Optimize plugin code for balanced load or least load?

DSP, Plugin and Host development discussion.
RELATED
PRODUCTS

Post

Fender19 wrote: Tue Nov 19, 2019 8:10 pm I access the elements of that array using:

Code: Select all

	  
	  leftdelayed = DelayArray[0][delayPtr];	    //rotating buffer - retrieve saved value
	  rightdelayed = DelayArray[1][delayPtr];
	  DelayArray[0][delayPtr] = leftin;		   //rotating buffer - store new value
	  DelayArray[1][delayPtr] = rightin;
	  
	  delayPtr += 1;
	  delayPtr %= DelayLength;
Is this a good way to do this - or is it SLOW?
I would swap channel and sample indices: DelayArray[delayPtr][0/1]. With it you'll get a cache friendly layout.

Post

Or use <double> SIMDs and do the stereo in one go. :)

Post

quikquak wrote: Tue Nov 19, 2019 9:29 pm Or use <double> SIMDs and do the stereo in one go. :)
It depends on how leftin and rightin computed. If it can be vectorized, I'm pretty sure compiler can do it itself. And yes, I didn't think about it, the layout become not only cache friendly but also vector friendly.

Post

Thanks everyone for all your input. Much appreciated and hopefully helpful to others here as well.

I just discovered a significant oversight in my code. I will confess my mistake here just as a reminder for everyone else. I had some code that prepares data for the GUI display running inside the for(i<nFrames) loop, i.e., computing on every sample. It wasn't needed there because I only update the display once per ProcessReplacing block. I moved that code outside the "for" loop where it now runs once every 512 samples or so and only when needed to update the display. Significant improvement as you might expect!

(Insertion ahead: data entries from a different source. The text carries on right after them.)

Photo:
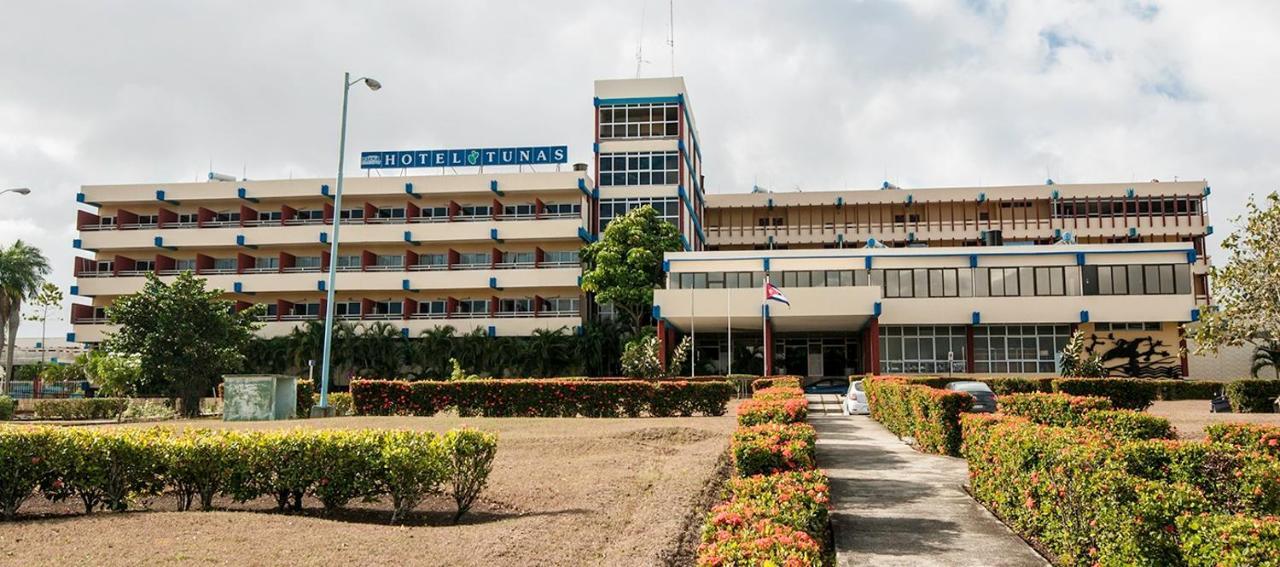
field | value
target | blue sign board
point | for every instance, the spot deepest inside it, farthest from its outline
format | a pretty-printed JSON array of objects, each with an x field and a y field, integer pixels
[{"x": 479, "y": 156}]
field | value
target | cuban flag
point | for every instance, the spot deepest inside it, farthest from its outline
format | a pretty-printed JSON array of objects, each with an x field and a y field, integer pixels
[{"x": 773, "y": 293}]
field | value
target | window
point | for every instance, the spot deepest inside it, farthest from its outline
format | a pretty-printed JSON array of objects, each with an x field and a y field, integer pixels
[
  {"x": 639, "y": 120},
  {"x": 645, "y": 168},
  {"x": 667, "y": 207},
  {"x": 1018, "y": 348},
  {"x": 926, "y": 350}
]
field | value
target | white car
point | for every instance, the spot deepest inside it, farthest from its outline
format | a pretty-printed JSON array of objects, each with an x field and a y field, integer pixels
[{"x": 855, "y": 401}]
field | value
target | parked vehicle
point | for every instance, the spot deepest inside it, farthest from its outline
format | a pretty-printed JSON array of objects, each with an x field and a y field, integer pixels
[
  {"x": 983, "y": 398},
  {"x": 828, "y": 385},
  {"x": 855, "y": 401}
]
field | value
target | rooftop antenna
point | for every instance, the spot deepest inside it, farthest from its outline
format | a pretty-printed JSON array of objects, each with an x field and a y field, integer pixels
[
  {"x": 671, "y": 33},
  {"x": 640, "y": 60}
]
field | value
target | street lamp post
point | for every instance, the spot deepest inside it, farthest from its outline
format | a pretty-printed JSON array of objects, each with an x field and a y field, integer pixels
[{"x": 325, "y": 367}]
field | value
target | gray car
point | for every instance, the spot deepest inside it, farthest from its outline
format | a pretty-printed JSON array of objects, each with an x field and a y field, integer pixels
[{"x": 983, "y": 398}]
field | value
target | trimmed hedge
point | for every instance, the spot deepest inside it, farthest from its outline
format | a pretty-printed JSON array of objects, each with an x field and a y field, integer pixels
[
  {"x": 928, "y": 415},
  {"x": 110, "y": 469},
  {"x": 1253, "y": 396},
  {"x": 1125, "y": 393},
  {"x": 542, "y": 398},
  {"x": 772, "y": 411},
  {"x": 1249, "y": 437},
  {"x": 769, "y": 448},
  {"x": 81, "y": 408},
  {"x": 1229, "y": 540},
  {"x": 1059, "y": 410},
  {"x": 1092, "y": 501},
  {"x": 768, "y": 520},
  {"x": 775, "y": 382}
]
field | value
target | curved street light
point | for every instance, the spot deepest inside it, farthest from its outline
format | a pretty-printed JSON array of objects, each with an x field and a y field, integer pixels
[{"x": 325, "y": 367}]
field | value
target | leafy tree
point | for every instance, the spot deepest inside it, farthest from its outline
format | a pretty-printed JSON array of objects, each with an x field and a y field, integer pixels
[
  {"x": 48, "y": 297},
  {"x": 184, "y": 334},
  {"x": 1266, "y": 356},
  {"x": 22, "y": 269},
  {"x": 625, "y": 265},
  {"x": 1078, "y": 362},
  {"x": 1247, "y": 288}
]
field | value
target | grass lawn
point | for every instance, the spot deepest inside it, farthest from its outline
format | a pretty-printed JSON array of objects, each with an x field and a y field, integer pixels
[
  {"x": 563, "y": 492},
  {"x": 1191, "y": 416}
]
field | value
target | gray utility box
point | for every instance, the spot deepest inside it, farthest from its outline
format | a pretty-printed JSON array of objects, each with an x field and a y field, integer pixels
[{"x": 259, "y": 397}]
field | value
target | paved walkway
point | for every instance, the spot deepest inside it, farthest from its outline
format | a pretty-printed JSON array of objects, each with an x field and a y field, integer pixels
[{"x": 895, "y": 506}]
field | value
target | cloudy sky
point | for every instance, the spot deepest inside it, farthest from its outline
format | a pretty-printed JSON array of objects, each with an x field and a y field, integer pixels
[{"x": 789, "y": 95}]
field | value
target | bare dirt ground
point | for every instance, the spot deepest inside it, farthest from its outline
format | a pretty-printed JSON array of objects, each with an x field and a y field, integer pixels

Sometimes a fresh set of eyes and rearranging things can make giant leaps. :)

Post

quikquak wrote: Tue Nov 19, 2019 8:44 pm Just my 2ps worth... I've always avoided % as it internally uses a divide (yeah, it may not be relevant these days). I use something simple like this which also catches additions of larger than 1:-

Code: Select all

delayPtr += 1;
if (delayPtr >= DelayLength)
     delayPtr -= DelayLength;
General integer division is really slow and it's actually slow on such fundamental level that it's quite impractical to even build silicon that could perform it fast. For compile-time constant divisor, modern compilers can typically use modular inverse to convert it into a multiplication plus a couple of shifts (depending on the constant). Even in this case though, you're adding latency to the critical path.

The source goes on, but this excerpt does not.